Kori ado Ko - der utopische Roman (5)
Dabei fiele ihr ja die Rolle der Schönen zu. Eine Rolle, die ihr in ihrem Erdenleben eigentlich niemand so recht gegönnt hat. Ausgesprochen unscheinbar sieht sie aus. „Zierlich, nicht zu schmal und nicht zu dick, halblanges mittelblondes Haar, manchmal lächeln dich graublaue Augen an, “ – das etwa waren die Worte, mit denen sie sich vor ihrer Aufnahme in das Raumforschungszentrum in einer erfolglos gebliebenen Kontaktanzeige beschrieben hatte.
Aber wer ist das Biest und wo steckt es? Der Weg fordert sie regelrecht zum Losgehen auf. Was bleibt ihr anderes übrig? Zwar sind Hunger und Durst noch nicht quälend stark, aber ein Schluck zu trinken und ein anständiges Frühstück wären schon jetzt nicht schlecht. Früher oder später wird sie essen und trinken müssen und Proviant hat sie keinen. Der Weg führt vielleicht zur Siedlung ihrer Gastgeber. Außerdem – wohin soll sie sonst gehen?
Ela stapft los. Unsicher mustert sie ihre Umgebung. Vielleicht wird sie von dem wohlmeinenden Biest belauert? Oder ist es jetzt nicht da? Muss sie sich allein gegen die feindliche Tierwelt wehren? Ela schüttelt den Gedanken ab. Sie sollte lieber genauer auf den Weg achten. Auf diesen schlangenförmigen nackten Ast zum Beispiel. Irgendwie hängt der verdächtig einsam auf den Weg herunter. Ela bleibt stehen.
Am Wegrand findest du verschieden große Wanderstöcke.
Kaum ist der Gedanke in ihr, da beugt sie sich herunter, und wirklich: Ein zweigloser Ast wartet regelrecht darauf, von ihr gefunden zu werden. Als sie ihn aufstellt, überragt er sie um ein Stück. Ela erinnert sich an ein Gemälde: Ein Schäfer auf einer Bergwiese hielt dort einen ähnlichen Riesenstock. Jetzt ist sie eben eine Schäferin in dieser fernen Welt. Mit ihrem Stab tippt Ela spielerisch den Ast an, der ihr so merkwürdig vorgekommen war. Plötzlich vollführt der blitzschnelle Wellenbewegungen, schlägt eine Acht, zieht sich zusammen, zermalmt den Knüppel und verschwindet im Blätterwerk.

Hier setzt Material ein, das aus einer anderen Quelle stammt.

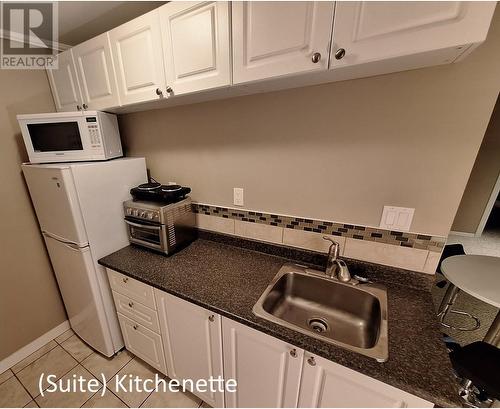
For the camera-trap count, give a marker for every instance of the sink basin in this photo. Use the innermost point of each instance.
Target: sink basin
(351, 315)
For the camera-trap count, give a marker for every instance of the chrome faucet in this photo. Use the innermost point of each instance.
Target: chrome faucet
(336, 268)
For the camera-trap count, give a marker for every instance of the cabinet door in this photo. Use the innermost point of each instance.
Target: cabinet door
(138, 58)
(266, 369)
(325, 384)
(273, 38)
(192, 342)
(96, 74)
(143, 343)
(196, 45)
(377, 30)
(64, 83)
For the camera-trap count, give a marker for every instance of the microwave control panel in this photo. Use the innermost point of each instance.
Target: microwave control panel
(94, 133)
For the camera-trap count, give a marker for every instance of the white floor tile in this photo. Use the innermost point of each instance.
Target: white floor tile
(12, 394)
(57, 361)
(77, 348)
(138, 368)
(100, 365)
(33, 357)
(64, 399)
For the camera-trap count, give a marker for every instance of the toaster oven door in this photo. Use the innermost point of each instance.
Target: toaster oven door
(148, 235)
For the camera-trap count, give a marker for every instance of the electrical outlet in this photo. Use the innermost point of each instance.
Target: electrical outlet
(397, 218)
(238, 196)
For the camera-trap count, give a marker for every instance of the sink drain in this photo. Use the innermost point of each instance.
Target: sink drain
(318, 324)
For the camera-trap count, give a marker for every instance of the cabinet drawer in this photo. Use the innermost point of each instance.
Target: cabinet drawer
(137, 312)
(131, 288)
(143, 343)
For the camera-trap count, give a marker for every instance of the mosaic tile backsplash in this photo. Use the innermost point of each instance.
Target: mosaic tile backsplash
(418, 241)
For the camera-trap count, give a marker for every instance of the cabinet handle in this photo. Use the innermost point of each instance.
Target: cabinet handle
(339, 54)
(316, 58)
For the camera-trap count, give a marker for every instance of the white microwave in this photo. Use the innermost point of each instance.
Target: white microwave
(70, 136)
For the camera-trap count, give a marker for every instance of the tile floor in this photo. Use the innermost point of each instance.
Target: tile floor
(67, 357)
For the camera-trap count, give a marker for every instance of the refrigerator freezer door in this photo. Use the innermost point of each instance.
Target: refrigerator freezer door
(56, 204)
(76, 277)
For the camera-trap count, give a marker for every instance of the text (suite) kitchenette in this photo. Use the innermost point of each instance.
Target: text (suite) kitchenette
(266, 206)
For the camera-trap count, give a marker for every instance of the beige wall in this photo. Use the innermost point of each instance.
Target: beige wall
(30, 304)
(337, 151)
(482, 179)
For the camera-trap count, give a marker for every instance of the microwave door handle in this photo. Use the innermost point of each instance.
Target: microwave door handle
(143, 226)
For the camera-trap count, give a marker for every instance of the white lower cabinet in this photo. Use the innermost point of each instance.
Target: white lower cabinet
(195, 343)
(325, 384)
(266, 369)
(192, 343)
(143, 342)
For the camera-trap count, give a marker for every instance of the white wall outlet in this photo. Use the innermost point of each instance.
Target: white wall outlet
(238, 196)
(397, 218)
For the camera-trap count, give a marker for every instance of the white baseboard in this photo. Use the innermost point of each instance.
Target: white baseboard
(22, 353)
(462, 233)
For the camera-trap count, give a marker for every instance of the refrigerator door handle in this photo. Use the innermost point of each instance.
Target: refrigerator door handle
(69, 244)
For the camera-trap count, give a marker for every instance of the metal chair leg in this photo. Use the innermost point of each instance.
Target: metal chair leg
(445, 308)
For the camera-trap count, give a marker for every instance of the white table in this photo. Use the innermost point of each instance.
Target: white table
(478, 276)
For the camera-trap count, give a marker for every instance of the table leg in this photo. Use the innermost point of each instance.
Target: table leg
(448, 299)
(493, 335)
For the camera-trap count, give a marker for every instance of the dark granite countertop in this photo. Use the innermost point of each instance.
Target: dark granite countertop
(228, 279)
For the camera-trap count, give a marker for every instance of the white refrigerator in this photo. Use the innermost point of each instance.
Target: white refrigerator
(79, 208)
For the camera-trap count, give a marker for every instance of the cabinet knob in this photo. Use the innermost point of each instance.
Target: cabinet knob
(339, 54)
(316, 58)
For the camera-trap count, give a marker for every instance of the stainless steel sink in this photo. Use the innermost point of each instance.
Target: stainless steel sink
(351, 315)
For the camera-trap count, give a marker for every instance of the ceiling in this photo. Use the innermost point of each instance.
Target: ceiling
(82, 20)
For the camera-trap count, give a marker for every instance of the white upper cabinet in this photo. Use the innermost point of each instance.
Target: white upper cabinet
(96, 74)
(138, 58)
(325, 384)
(371, 31)
(266, 369)
(196, 45)
(192, 341)
(271, 39)
(64, 83)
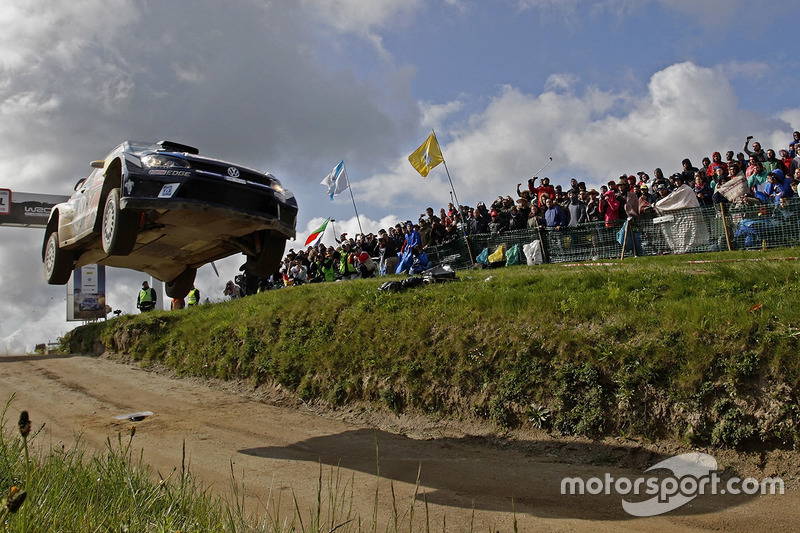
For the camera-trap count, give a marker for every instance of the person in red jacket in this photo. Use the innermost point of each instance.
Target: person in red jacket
(609, 208)
(545, 187)
(716, 161)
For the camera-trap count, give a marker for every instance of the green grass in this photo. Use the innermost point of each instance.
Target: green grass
(70, 489)
(651, 347)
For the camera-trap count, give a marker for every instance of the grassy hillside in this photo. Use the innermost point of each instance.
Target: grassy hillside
(651, 347)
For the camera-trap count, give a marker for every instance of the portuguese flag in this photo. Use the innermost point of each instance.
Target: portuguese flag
(316, 236)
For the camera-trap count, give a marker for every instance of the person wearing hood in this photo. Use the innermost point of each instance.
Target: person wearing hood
(757, 178)
(756, 151)
(778, 186)
(688, 171)
(576, 208)
(773, 162)
(716, 161)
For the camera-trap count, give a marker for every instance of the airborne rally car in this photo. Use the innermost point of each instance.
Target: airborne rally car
(165, 210)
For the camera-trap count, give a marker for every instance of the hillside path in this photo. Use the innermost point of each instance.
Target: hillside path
(280, 453)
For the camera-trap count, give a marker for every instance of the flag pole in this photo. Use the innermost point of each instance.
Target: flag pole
(358, 219)
(458, 204)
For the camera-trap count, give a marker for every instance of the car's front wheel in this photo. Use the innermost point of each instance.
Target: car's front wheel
(57, 261)
(119, 227)
(182, 284)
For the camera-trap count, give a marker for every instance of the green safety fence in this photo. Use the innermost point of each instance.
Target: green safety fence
(694, 230)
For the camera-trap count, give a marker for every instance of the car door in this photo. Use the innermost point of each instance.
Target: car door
(80, 221)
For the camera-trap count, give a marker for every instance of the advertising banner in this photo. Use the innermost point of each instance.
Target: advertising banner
(86, 293)
(27, 209)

Stille. Ela rührt sich nicht. Auch um sie herum rührt sich nichts. Kein Geräusch. Nichts. Als wäre nichts gewesen. Langsam löst sich Elas Erstarrung. Misstrauisch duckt sie sich, geht – gespannt jede Bewegung des Blätterdachs über sich beobachtend – unter der Stelle hindurch, wo soeben der angebliche Ast gehangen hat. Die Blätter, die von nahem eher an Farnzungen erinnern, geben den Blick auf den unheimlichen Gegner nicht frei. Ela erwischt sich schon wieder dabei, dem Unbekannten Namen zu geben, die vielleicht nur auf der Erde zutreffend sind. Aber was soll sie tun? Es ist alles so schnell gegangen. Das Etwas kann eine Schlange gewesen sein oder zu einem der Waldgewächse gehört haben. Oder es ist der Rüssel oder der Greifarm eines riesigen Tieres gewesen. Eines riesigen Tieres, das sie noch immer belauert, ohne dass sie es sieht… Wenn sie nur nicht so wehrlos wäre!
Bei planmäßigen Erkundungen trugen alle Mitglieder der Außenteams natürlich Strahler bei sich. Die letzte Erinnerung aber ist jene Katastrophe während der normalen Bordroutine. Warum hätten sie da Waffen bei sich tragen sollen?
Es ist nicht mehr weit. Keine Angst.
Schon wieder so ein fremder Gedanke. Er ist eigentlich sehr beruhigend … vom Inhalt her. Aber trotzdem verwirrt und beunruhigt er Ela. Sie ist sich jetzt sicher, dass diese Sätze irgendwie von außen in ihr Gehirn geschickt werden.
Ela beugt sich schnell wieder suchend zum Wegrand. Wo der eine Knüppel gelegen hat, fänden sich auch andere.